Obecny szkoleniowiec Bayernu Monachium jest niezadowolony z zamieszania, jakie powstało wokół transferu Josepa Guardioli do rekordowego mistrza Niemiec. Od czasu ogłoszenia przez zarząd przyszłego trenera Die Roten, piłkarski świat oraz media nieustannie komentują sensacyjnie zaistniałą sutuację.
Jupp Heynckes na oficjalnej stronie klubu dał do zrozumienia, że nie podoba mu się fakt, w którym Pep nazywany jest jego następcą. W zeszłym tygodniu włodarze ze Sabener Strasse oficjalnie oznajmili, że od początku lipca nowym trenerem Bawarczyków zostanie obchodzący ostatnio swoje 42 urodziny Hiszpan. Były piłkarz Borussi Moenchengladbach twierdzi, że lepszym rozwiązaniem dla jego drużyny byłoby wcześniejsze obwieszczenie tej informacji.

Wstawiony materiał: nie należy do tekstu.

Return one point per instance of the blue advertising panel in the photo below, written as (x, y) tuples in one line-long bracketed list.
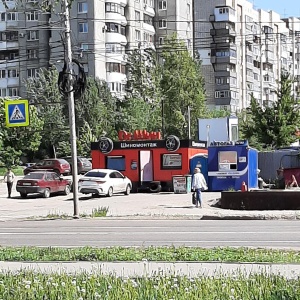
[(231, 163)]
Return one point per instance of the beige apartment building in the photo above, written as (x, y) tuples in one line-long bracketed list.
[(243, 51)]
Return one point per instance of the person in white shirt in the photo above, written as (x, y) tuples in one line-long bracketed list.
[(9, 179), (198, 185)]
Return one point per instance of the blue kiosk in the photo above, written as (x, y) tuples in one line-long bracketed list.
[(230, 163)]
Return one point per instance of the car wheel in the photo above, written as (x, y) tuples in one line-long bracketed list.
[(127, 191), (110, 192), (46, 193), (57, 172), (67, 190)]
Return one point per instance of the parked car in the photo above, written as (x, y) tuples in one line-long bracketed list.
[(104, 182), (60, 166), (44, 183), (83, 164)]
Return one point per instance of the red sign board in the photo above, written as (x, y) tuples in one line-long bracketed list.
[(139, 135)]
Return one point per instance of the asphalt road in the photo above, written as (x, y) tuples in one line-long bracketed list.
[(116, 232)]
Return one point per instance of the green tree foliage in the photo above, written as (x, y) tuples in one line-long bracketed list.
[(19, 141), (272, 127), (43, 92), (182, 86), (141, 109), (96, 109)]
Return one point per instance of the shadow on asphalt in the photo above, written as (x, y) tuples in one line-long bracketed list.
[(178, 206)]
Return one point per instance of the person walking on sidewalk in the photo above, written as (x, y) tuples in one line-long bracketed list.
[(9, 179), (198, 185)]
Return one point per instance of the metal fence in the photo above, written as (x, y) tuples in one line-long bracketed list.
[(270, 161)]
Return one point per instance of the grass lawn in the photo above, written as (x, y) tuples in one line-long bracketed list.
[(167, 254)]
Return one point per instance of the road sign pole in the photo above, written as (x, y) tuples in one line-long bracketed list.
[(71, 110)]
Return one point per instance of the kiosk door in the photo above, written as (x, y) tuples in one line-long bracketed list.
[(146, 166)]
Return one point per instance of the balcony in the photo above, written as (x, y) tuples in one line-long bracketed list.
[(115, 37), (116, 18), (225, 14), (223, 32)]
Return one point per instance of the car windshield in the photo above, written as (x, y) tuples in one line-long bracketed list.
[(34, 176), (62, 161), (95, 174)]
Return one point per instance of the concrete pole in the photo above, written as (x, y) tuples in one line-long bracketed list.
[(72, 122)]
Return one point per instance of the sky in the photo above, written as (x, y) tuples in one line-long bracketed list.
[(286, 8)]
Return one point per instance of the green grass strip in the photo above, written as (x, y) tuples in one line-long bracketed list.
[(168, 254), (29, 285)]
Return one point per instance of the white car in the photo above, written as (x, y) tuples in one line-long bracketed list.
[(104, 182)]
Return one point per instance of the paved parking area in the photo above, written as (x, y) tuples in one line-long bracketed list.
[(162, 204)]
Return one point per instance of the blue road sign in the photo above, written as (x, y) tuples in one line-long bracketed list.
[(17, 113)]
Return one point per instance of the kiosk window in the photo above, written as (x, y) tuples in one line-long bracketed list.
[(116, 163), (227, 160), (171, 161)]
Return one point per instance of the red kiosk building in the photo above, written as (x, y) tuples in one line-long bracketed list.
[(147, 159)]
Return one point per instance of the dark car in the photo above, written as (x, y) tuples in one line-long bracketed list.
[(44, 183), (59, 166), (83, 164)]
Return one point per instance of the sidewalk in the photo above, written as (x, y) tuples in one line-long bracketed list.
[(132, 269), (161, 205)]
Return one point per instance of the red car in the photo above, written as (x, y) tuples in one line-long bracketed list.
[(59, 166), (44, 183)]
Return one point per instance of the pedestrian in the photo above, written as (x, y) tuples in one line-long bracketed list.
[(199, 185), (9, 179)]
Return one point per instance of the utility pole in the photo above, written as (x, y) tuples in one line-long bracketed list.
[(71, 109), (189, 122)]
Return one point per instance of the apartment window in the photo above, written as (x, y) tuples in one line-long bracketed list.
[(84, 46), (148, 19), (14, 73), (117, 28), (222, 80), (13, 16), (222, 94), (249, 72), (162, 23), (115, 67), (32, 53), (137, 35), (32, 16), (114, 8), (188, 9), (2, 92), (83, 27), (32, 72), (162, 4), (115, 48), (82, 7), (32, 35), (137, 16), (13, 92), (11, 35), (2, 73), (224, 10)]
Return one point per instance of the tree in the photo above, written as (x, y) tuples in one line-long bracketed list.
[(276, 126), (19, 141), (97, 109), (182, 86), (43, 93), (141, 109)]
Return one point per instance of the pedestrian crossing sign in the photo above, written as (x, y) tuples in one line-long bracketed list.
[(16, 113)]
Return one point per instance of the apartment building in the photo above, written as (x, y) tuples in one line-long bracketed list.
[(174, 16), (243, 52), (24, 46), (103, 33)]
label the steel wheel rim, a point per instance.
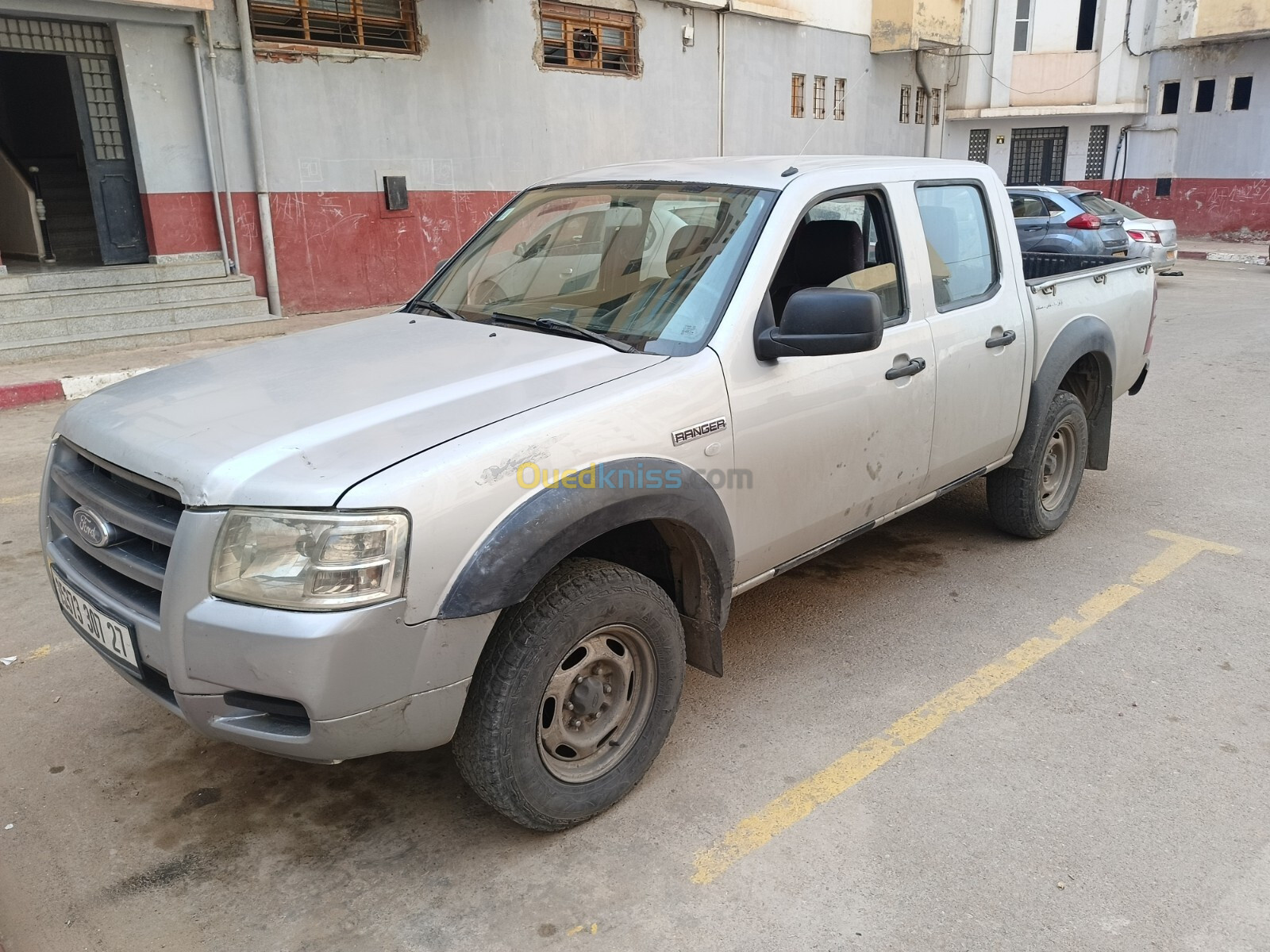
(605, 685)
(1058, 467)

Byłoby lepiej zrobić to w przerwie zimowej. Przed świętami, przed wakacjami. Wynika to z szumu w mediach, które zakłócają zwykły dzień pracy. - powiedział SKY 67-letni Niemiec.
W ostatni weekend Bayern pokonał 2:0 Greuther Furth. Heynckes nie był jednak zadowlony z gry, jaką zaprezentowali jego podopieczni. Uważa, że zespół nie był w pełni skoncentrowany i mógł zagrać o wiele lepiej. Podkreśla także swoją pozycję w klubie.
To ja jestem szefem. Każdy kto mnie zna, wie że ja nim tutaj jestem. Byłem nim wszędzie, nie ważne gdzie pracowałem. - dodaje poddenerwowany szkoleniowiec.
Tymczasem innego zdania jest Franz Beckenbauer. Popularny Cesarz twierdzi, że ogłoszenie decyzji nastąpiło w odpowiednim czasie. Jego zdaniem wiadomość o transferze takiej rangi trenera nie powinna wpłynąć na postawę zespołu.
Jeśli ktoś jest tak wysokiej klasy, jak Pep Guardiola, to nie należy się dziwić, że jest to wielki temat. Jupp musi sobie z tym poradzić, choć nie wygląda na szczęśliwego. - oznajmił na łamach Bild były mistrz świata z 1972 roku.
Były manager FC Barcelony zakończył przygodę z Dumą Katalonii w maju 2012 roku. Obecnie przebywa na rocznym urlopie w Nowym Jorku. Z początkiem nowego sezonu obejmie on stery w FC Bayernie, z którym związał się 3-letnim kontraktem.